Weinstein, known for betting on dislocations in credit markets, has also initiated high-profile activist campaigns against closed-end funds. In 2012, he gained fame and substantial profits on Wall Street by betting against JPMorgan's "London Whale" credit derivatives trader. He has long criticized closed-end mutual fund management companies, arguing that such funds deteriorate over time, trapping shareholders in hard-to-trade assets.
Industry data shows mounting pressure. According to a Morningstar DBRS report, the rolling default rate for private credit has risen to 4% from 2.8% a year ago, with downgrades outnumbering upgrades. UBS has warned that default rates could reach 13% if AI disruption affects software companies, which constitute 17% of BDC loan portfolios. Payment-in-kind loans (where borrowers cannot pay cash interest and instead add it to the debt principal) have surged to over 11% of BDC income.
Market observers note that if the Blue Owl transaction exhausts the limited secondary market demand for private credit assets, other BDCs seeking to exit portfolios could face difficulties.

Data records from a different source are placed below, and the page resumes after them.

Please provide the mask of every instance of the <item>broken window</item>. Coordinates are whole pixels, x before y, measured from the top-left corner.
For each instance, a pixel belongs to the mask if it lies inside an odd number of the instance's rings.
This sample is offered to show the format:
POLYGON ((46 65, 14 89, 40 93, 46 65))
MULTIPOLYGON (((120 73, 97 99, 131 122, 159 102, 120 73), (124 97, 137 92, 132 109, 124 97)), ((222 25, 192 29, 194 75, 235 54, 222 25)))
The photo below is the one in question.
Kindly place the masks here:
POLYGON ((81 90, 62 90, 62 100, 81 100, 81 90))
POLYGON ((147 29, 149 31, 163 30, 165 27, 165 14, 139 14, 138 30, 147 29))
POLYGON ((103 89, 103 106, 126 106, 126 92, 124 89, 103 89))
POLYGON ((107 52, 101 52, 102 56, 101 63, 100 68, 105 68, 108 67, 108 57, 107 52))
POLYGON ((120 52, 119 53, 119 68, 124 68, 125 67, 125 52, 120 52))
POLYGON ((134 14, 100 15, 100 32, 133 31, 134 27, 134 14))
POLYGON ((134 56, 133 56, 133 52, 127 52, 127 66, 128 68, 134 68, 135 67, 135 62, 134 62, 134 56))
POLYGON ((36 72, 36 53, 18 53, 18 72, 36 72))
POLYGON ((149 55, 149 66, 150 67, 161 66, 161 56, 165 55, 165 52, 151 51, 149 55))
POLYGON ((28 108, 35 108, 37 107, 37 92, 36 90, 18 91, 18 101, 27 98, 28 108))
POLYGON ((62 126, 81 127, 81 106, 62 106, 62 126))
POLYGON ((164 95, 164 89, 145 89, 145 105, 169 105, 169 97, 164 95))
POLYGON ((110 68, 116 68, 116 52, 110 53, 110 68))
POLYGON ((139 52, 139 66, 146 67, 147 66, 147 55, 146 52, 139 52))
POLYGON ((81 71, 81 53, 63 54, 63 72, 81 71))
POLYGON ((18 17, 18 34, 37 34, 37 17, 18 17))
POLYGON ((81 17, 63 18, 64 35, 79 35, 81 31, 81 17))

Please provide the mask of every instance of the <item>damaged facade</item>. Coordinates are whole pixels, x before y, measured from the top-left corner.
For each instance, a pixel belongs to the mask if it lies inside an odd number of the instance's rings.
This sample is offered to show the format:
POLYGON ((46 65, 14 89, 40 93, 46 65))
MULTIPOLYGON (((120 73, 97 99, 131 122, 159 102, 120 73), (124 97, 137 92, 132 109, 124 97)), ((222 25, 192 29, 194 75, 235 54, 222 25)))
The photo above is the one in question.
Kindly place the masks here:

For instance, New Mountain Finance (NMFC) has indicated it is seeking to sell a $500 million portfolio, equivalent to 17% of its total investments as of Q3 2025.
Blue Owl has not responded to the acquisition offer. Saba, beyond its Friday statement and social media posts, declined to comment further on its strategy. But the market has already cast its vote: a crisis of confidence in the private credit industry is just beginning.